Elle reprit le travail avec plus d'aisance et mélangea au liquide phosphorescent une substance rouge contenant une dose élevée de souffre. L'interaction des deux matières produisit aussitôt une petite explosion qui projeta le microscope par-delà la table de laboratoire et brûla les mains gantées de la laborantine. Elle trempa sans attendre ses doigts brûlant dans un bol de glace.

—Encore un échec ! lâcha la présidente avec un accent russe très prononcé.

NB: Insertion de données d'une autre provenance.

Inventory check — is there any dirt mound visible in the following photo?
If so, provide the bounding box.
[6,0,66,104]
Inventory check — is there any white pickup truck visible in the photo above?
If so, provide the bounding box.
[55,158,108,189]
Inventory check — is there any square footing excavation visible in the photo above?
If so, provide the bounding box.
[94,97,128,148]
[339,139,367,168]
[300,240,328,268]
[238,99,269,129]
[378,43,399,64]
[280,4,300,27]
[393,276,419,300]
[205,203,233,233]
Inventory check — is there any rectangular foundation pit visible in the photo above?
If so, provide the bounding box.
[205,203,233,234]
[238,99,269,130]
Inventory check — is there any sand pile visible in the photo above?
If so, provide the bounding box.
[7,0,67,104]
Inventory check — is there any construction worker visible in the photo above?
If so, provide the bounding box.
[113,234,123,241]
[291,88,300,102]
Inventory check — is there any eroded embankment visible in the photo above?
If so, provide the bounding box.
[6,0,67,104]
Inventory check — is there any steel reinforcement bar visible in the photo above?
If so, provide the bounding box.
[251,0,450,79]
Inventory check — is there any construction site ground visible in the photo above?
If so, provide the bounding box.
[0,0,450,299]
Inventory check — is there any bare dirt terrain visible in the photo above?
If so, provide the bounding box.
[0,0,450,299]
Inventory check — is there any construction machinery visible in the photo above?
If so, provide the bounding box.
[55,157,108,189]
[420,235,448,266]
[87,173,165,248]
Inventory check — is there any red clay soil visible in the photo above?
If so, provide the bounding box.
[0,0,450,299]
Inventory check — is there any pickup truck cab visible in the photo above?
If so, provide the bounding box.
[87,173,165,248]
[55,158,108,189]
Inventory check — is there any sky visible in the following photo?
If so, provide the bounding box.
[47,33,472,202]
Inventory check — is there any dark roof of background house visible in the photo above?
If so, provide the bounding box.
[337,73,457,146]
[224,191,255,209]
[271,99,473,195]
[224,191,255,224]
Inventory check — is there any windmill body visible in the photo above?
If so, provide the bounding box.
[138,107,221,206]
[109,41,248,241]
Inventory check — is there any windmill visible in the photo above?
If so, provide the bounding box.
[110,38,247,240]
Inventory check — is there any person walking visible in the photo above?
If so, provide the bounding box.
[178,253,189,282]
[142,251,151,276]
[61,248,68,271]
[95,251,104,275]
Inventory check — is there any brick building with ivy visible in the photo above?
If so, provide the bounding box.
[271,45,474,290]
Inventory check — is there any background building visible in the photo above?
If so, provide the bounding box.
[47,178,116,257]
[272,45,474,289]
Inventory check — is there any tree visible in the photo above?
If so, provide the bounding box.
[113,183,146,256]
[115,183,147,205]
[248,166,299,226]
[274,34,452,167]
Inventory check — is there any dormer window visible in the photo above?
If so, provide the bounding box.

Elle fusilla du regard l'équipe de chercheurs tout en prenant sa tête entre ses mains. Elle jeta un dernier coup d'œil fugace à la pierre qu'ils venaient d'analyser et contempla l'univers depuis l'une des parois vitrées. Celui-ci restait imperturbable, intemporel mais avant tout inébranlable. On ne pouvait pas en dire autant de la Plateforme. Une inquiétude grandissante se lisait sur le visage de la présidente. Elle remercia néanmoins la détermination des chercheurs puis tourna les talons et sortit d'un pas précipité de la pièce, suivie de près par son escorte personnelle.

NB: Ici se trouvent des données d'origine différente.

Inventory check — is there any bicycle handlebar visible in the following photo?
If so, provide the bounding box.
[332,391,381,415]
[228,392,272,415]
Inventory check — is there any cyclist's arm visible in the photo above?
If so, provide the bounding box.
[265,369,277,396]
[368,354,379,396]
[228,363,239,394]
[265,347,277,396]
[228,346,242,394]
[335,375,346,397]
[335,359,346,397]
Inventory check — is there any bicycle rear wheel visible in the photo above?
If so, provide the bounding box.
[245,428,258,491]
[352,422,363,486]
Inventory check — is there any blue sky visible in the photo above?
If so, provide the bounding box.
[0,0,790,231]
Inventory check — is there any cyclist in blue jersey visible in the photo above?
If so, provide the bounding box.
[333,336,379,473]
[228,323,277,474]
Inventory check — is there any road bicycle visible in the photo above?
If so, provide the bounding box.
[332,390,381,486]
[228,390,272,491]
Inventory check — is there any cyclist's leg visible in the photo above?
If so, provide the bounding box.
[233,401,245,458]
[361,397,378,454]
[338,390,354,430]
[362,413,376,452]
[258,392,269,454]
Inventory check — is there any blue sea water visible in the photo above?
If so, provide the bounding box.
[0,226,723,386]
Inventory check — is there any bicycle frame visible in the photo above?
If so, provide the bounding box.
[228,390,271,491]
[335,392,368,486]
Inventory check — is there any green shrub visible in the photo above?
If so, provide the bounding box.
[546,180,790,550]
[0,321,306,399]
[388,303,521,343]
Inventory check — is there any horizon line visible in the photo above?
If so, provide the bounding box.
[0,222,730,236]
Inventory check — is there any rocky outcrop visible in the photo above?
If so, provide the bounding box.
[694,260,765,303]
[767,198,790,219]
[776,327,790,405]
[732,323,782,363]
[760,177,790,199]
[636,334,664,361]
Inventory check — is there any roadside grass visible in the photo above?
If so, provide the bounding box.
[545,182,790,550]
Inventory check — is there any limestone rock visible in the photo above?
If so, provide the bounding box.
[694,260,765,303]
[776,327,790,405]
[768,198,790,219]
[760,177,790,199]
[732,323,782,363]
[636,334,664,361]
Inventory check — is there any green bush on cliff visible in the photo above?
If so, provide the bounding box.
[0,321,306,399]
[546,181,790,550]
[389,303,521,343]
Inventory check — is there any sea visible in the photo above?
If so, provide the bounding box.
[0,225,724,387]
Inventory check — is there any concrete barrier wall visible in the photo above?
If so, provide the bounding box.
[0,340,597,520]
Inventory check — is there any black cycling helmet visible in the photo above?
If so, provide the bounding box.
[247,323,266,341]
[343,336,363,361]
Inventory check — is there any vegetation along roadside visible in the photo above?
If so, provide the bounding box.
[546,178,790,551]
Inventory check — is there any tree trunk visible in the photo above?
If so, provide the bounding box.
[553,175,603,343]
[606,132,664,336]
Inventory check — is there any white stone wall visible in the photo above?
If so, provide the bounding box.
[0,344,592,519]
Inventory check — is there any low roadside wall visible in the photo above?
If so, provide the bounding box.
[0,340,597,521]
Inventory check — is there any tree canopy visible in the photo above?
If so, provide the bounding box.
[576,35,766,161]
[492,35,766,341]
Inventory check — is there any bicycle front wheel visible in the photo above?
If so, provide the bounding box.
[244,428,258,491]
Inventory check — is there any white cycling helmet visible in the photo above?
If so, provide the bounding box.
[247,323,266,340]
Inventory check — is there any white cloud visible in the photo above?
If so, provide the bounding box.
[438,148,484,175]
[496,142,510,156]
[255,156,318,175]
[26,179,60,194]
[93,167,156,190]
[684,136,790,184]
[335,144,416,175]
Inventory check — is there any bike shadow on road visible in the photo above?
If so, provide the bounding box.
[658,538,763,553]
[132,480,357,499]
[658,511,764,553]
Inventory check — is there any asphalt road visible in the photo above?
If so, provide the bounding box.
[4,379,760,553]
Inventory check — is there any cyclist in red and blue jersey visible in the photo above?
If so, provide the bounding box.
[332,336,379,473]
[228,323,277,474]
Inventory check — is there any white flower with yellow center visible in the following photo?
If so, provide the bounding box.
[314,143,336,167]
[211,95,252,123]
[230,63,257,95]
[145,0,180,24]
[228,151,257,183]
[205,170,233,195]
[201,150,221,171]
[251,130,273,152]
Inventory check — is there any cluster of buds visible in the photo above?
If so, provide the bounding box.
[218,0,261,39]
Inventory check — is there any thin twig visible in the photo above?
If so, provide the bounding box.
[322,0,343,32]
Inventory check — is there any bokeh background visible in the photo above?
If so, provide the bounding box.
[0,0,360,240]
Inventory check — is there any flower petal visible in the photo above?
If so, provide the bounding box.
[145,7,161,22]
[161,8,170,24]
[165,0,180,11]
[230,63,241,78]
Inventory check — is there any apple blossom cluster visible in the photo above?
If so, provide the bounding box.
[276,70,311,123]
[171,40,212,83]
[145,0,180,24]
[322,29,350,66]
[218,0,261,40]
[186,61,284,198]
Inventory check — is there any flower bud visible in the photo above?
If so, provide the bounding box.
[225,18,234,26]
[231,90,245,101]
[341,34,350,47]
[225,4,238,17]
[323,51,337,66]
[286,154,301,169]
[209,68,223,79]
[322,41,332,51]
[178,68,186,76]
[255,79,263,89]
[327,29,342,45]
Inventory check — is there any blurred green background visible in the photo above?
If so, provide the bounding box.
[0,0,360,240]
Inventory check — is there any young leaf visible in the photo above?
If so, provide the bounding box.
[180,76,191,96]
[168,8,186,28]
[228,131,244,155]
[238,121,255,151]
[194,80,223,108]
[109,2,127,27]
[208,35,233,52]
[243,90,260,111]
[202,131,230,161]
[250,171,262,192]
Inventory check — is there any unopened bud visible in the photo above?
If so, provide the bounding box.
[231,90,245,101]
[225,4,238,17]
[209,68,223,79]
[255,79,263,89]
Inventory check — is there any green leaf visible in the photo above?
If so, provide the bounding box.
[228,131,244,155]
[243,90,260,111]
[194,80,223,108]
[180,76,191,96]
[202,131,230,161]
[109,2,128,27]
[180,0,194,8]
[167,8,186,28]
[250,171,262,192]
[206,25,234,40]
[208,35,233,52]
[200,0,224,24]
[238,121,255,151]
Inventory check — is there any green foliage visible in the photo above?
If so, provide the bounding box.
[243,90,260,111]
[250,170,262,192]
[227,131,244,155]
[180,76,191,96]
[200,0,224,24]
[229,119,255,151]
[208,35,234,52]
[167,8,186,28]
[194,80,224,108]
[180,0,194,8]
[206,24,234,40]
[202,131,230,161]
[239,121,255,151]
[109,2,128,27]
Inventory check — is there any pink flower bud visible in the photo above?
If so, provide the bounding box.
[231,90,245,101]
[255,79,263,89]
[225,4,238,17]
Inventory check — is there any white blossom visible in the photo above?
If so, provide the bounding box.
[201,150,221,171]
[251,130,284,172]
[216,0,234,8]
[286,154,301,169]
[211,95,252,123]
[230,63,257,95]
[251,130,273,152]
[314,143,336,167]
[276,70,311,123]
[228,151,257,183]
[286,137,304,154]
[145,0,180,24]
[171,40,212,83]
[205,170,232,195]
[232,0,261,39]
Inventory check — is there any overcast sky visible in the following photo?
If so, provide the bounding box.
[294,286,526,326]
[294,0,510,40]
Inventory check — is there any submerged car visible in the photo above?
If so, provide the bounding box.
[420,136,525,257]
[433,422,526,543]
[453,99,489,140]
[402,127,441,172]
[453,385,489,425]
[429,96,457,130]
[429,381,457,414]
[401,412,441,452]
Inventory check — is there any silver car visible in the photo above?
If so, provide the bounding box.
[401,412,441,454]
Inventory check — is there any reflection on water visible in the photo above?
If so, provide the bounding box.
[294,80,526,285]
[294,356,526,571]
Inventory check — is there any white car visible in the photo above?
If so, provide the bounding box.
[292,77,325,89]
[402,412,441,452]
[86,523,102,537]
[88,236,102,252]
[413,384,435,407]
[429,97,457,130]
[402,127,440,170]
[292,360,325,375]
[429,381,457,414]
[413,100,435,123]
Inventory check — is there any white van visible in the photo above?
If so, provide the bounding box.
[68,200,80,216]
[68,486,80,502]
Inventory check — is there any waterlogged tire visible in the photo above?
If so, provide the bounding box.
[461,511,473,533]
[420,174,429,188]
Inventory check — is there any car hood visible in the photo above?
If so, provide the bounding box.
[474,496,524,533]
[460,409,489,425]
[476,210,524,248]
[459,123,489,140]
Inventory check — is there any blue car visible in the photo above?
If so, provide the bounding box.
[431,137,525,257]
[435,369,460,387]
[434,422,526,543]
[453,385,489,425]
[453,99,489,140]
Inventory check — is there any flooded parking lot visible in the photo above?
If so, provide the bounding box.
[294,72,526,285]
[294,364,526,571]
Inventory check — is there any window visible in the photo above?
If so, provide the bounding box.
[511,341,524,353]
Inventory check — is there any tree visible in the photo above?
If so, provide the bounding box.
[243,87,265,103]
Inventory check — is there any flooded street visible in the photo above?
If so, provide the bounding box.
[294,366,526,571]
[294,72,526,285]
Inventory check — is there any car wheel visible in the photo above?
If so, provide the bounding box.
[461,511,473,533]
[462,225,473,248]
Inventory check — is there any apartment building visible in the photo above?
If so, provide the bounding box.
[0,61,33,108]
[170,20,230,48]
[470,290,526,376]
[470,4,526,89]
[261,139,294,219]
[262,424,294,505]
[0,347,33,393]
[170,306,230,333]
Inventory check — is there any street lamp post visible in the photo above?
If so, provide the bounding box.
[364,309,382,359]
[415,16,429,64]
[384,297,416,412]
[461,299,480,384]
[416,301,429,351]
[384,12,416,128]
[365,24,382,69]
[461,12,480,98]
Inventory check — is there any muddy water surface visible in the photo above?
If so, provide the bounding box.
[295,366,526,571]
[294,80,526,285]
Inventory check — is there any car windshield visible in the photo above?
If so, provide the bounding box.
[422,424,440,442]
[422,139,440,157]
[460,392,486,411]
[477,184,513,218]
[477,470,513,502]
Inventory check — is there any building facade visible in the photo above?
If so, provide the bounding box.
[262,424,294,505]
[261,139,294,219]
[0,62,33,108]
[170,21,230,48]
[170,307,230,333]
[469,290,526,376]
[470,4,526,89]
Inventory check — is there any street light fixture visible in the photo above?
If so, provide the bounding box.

Diane,la jeune assistante, s'affala sur son siège, dépitée, tandis que son responsable ramassait les débris tombés au sol. Elle se précipita aussitôt vers lui et l'épaula dans la tâche. Il semblait encore plus anéanti qu'elle.

—Qu'est-ce qu'on va faire maintenant ? s'enquit-elle.

—Je l'ignore, répondit Ethan tout en tentant de reconstituer le microscope. Nous n'avons plus de substance viable. L'énergie solaire est instable, potentiellement dangereuse pour l'humanité et d'ici très peu de temps notre unique source d'énergie sera tarie...

—...On est tout proche ! s'insurgea Diane en relisant ses notes.On peut y arriver ! On doit créer une énergie de synthèse !

—Avec quoi ? On manque d'échantillons solaires ! Nous ne disposons plus que d'une seule pierre pour éclairer la Terre, faire fonctionner la Plateforme et poursuivre nos vaines expériences.

—La présidente doit envoyer une nouvelle équipe au sol. Il nous faut une autre pierre !

—La présidente a les mains liées et elle le sait, répondit Ethan sur un ton plus autoritaire qu'il ne l'aurait cru. Les téléportations consomment trop d'énergie pour renvoyer des voyageurs sur Terre. Et ceux qui y sont n'ont toujours rien trouvé depuis un an !

Le chercheur se reprit.

—On ne peut pas risquer nos faibles ressources pour si peu d'espoir.

—Si on ne fait rien, la Terre est condamnée !

—Ce n'est pas de notre ressort, s'excusa le chercheur.

Diane se releva et observa le cosmos depuis l'une des baies vitrées du laboratoire. La lumière s'estompait de plus en plus. Bientôt le monde serait plongé dans le chaos pour la seconde fois en vingt ans,à moins qu'ils ne trouvent une solution pour contenir la flamme.Cette fois, l'éclipse de l'Apocalypse détruirait la planète pour de bon.